538 Developing Graphics for Instruction and Training. (3) (On-line course on rotating basis) Introduction to methods for using digital technology to create and modify images for use in instructional materials. Students will follow a visual design process to create graphics for educational purposes, such as e-learning and computer-based instruction.

540 Interactive Multimedia Development. (3) Basic principles of design and development of interactive instructional computer applications. Students will complete several modules utilizing a representative multimedia authoring tool and will create prototype instructional software. Course materials cost required.

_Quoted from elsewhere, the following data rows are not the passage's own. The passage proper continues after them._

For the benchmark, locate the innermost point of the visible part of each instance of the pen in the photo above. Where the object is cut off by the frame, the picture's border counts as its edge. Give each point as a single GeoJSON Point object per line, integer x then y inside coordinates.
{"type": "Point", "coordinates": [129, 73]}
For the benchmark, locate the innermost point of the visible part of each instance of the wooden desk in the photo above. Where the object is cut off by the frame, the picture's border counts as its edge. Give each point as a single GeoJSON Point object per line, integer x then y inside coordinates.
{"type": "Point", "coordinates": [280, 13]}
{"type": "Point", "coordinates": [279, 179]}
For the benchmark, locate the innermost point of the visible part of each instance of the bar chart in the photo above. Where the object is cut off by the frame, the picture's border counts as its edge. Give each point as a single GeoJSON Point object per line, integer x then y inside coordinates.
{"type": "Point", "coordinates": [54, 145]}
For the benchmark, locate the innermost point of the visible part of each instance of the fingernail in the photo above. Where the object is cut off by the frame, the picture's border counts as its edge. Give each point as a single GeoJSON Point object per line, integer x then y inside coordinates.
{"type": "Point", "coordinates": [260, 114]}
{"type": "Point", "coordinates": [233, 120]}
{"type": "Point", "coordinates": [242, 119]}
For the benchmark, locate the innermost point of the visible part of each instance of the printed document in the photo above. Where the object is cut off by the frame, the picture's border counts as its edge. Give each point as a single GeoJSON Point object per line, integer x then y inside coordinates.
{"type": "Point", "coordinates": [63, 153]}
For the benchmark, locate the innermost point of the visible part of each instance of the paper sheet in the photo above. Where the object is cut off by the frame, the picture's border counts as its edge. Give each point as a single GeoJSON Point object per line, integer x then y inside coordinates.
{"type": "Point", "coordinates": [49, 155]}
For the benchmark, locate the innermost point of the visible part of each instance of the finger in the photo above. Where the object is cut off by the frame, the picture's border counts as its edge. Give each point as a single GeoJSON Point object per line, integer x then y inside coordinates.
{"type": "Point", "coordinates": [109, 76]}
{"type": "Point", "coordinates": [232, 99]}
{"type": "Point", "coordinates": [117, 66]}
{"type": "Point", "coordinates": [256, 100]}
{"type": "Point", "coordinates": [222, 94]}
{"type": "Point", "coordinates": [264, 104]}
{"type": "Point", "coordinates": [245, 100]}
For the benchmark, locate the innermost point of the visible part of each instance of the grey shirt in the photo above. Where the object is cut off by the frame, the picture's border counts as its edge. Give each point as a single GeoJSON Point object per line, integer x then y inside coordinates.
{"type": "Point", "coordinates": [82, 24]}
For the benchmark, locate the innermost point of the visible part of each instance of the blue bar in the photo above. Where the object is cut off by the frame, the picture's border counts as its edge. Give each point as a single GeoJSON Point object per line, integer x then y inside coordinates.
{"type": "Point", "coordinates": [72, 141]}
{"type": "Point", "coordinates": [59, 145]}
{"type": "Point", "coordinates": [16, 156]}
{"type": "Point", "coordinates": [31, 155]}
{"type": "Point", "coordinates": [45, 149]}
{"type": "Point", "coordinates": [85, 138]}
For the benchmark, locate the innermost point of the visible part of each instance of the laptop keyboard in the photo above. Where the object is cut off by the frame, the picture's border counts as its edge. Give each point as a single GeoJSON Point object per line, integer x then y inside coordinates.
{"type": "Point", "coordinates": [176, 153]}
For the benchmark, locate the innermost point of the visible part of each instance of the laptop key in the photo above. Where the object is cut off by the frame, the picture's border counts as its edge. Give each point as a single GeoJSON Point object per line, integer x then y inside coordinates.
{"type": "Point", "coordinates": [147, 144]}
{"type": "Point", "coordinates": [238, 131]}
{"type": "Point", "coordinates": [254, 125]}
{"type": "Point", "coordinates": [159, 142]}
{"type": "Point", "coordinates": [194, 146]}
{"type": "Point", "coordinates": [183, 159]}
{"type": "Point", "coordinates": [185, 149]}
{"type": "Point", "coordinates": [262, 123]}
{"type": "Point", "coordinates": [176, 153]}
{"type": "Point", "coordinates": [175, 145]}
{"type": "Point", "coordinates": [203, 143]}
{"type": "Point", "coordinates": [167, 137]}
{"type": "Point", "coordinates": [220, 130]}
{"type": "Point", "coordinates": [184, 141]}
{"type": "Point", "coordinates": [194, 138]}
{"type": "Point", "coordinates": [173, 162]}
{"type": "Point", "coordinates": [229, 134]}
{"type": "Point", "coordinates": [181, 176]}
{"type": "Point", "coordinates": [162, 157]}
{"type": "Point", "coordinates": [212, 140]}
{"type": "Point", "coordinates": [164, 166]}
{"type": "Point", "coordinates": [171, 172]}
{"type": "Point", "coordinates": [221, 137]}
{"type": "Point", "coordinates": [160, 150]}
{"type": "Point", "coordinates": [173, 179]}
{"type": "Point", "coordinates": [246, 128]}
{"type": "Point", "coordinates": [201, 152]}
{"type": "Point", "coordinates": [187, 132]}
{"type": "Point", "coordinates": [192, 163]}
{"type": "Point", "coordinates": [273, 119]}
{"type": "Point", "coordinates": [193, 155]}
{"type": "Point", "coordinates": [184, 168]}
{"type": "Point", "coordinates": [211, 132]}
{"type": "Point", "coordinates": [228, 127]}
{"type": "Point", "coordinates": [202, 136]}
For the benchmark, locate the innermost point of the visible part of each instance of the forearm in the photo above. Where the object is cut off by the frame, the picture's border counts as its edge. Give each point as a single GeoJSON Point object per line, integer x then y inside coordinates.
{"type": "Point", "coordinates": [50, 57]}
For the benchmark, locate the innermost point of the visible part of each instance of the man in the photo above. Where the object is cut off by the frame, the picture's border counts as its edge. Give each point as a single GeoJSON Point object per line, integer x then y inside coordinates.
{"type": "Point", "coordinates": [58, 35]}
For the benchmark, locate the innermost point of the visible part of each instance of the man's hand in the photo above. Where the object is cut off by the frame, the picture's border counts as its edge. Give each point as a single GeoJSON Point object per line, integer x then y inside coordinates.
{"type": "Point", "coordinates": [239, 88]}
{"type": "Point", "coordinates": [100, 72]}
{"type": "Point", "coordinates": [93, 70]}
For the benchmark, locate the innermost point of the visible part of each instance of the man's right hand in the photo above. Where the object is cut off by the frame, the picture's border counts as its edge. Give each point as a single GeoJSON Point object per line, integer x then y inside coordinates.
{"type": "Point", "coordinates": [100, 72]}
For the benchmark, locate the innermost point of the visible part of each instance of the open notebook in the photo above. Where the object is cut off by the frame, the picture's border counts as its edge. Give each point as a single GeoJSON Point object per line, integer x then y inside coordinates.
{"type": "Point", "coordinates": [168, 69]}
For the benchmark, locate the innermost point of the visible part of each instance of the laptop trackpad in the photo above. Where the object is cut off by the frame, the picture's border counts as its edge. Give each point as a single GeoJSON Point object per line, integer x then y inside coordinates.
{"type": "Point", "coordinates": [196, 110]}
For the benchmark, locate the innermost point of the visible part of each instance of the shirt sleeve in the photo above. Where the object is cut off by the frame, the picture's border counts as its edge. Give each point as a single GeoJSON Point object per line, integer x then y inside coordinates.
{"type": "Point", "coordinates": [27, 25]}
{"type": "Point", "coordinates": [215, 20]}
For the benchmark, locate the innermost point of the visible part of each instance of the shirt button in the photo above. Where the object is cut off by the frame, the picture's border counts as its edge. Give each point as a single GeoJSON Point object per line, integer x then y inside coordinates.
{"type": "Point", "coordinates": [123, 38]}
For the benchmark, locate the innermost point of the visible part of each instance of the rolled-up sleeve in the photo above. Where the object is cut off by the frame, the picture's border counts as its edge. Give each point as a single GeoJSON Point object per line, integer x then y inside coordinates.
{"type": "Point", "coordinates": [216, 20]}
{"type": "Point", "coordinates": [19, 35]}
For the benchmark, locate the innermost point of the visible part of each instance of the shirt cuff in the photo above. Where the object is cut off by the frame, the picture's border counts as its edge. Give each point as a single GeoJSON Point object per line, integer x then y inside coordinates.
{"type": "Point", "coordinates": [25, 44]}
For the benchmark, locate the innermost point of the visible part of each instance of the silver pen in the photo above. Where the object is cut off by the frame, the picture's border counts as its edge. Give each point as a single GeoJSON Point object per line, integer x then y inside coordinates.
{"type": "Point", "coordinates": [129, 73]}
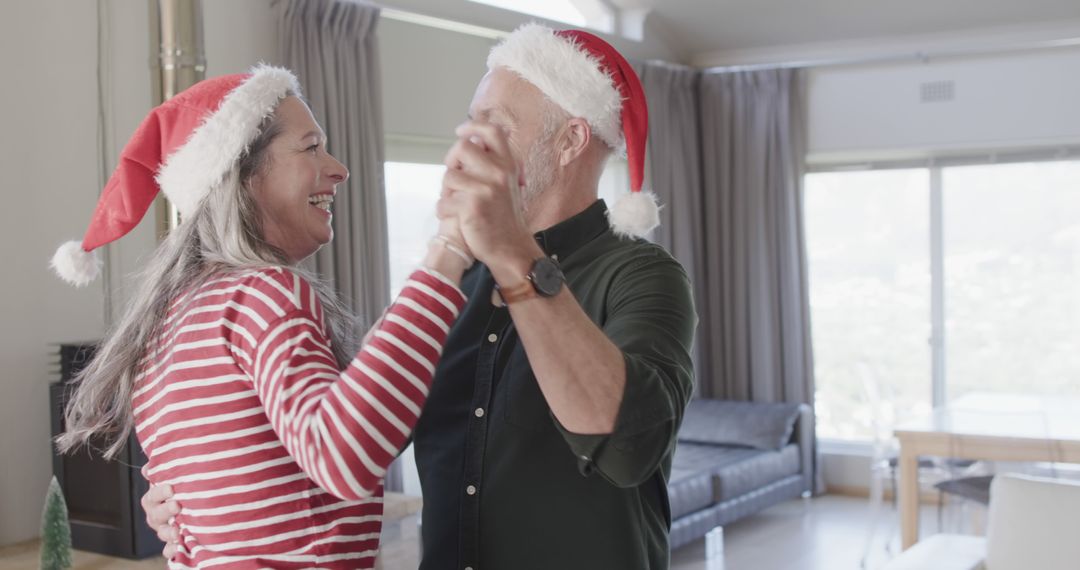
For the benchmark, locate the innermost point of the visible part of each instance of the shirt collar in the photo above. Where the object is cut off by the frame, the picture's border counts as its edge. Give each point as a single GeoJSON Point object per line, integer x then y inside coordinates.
{"type": "Point", "coordinates": [566, 236]}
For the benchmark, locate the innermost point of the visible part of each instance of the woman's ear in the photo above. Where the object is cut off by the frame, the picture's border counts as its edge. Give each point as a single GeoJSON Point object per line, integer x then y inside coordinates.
{"type": "Point", "coordinates": [575, 139]}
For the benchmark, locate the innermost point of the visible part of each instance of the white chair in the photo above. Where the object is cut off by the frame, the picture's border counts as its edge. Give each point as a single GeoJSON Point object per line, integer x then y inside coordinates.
{"type": "Point", "coordinates": [1033, 525]}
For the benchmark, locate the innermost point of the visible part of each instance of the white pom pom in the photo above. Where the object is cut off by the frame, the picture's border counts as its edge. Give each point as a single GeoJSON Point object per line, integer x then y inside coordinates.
{"type": "Point", "coordinates": [635, 215]}
{"type": "Point", "coordinates": [76, 266]}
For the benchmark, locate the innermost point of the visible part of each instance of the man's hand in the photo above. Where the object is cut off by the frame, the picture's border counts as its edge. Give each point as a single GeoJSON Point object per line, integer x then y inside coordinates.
{"type": "Point", "coordinates": [481, 189]}
{"type": "Point", "coordinates": [160, 510]}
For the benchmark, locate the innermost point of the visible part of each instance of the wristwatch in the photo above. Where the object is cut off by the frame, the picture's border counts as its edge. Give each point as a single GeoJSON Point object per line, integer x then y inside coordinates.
{"type": "Point", "coordinates": [544, 280]}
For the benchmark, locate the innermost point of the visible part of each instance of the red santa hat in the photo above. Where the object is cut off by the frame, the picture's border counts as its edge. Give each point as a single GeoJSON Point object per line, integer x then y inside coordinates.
{"type": "Point", "coordinates": [588, 78]}
{"type": "Point", "coordinates": [185, 147]}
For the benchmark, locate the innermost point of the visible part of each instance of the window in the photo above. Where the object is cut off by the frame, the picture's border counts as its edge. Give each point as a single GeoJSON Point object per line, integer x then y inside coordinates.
{"type": "Point", "coordinates": [867, 241]}
{"type": "Point", "coordinates": [1007, 285]}
{"type": "Point", "coordinates": [412, 193]}
{"type": "Point", "coordinates": [1012, 279]}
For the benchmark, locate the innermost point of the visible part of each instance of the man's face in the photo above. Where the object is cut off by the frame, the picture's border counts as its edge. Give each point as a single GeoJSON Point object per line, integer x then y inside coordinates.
{"type": "Point", "coordinates": [518, 108]}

541 Advanced Interactive Multimedia Development. (3) Advanced skills in development of media, efficient software design, and application of instructional design principles to deliver computer-based multimedia. Students will perform a series of exercises and continue development of refined multimedia products. Course materials cost required.

545 Instructional Web Development. (3) (On-line course on rotating basis) Development of web-based instruction and the application of current commercial products for web-based course delivery. Deals with HTML authoring and adapting graphics and movies for web-based delivery. Course materials cost required.

550 Advanced Instructional Design. (3) Design, develop, and evaluate an instructional system. Using the knowledge of instruction design, students will develop a mini-instructional system.

560 Visual Instructional Design Approaches and Practices. (3) (On-line course only) Review research on the application of visual design, visual media, and visual learning principles into the design and development of instructional material. Students will integrate visuals into instructional design projects across multiple learning environments.

561 Instructional Simulations and Gaming. (3) Focuses on the use of simulations and games for instruction and training. Provides opportunities to develop instructional simulations utilizing appropriate development software. Also focuses on the effective and efficient development of game-based instruction. Course materials cost required.

565 Management of Instructional Technology. (3) (On-line course only) Emphasis is given to project management, assessment of instructional needs, coordinating instructional design and production of instructional materials and projects, and identifying resource needs and allocation.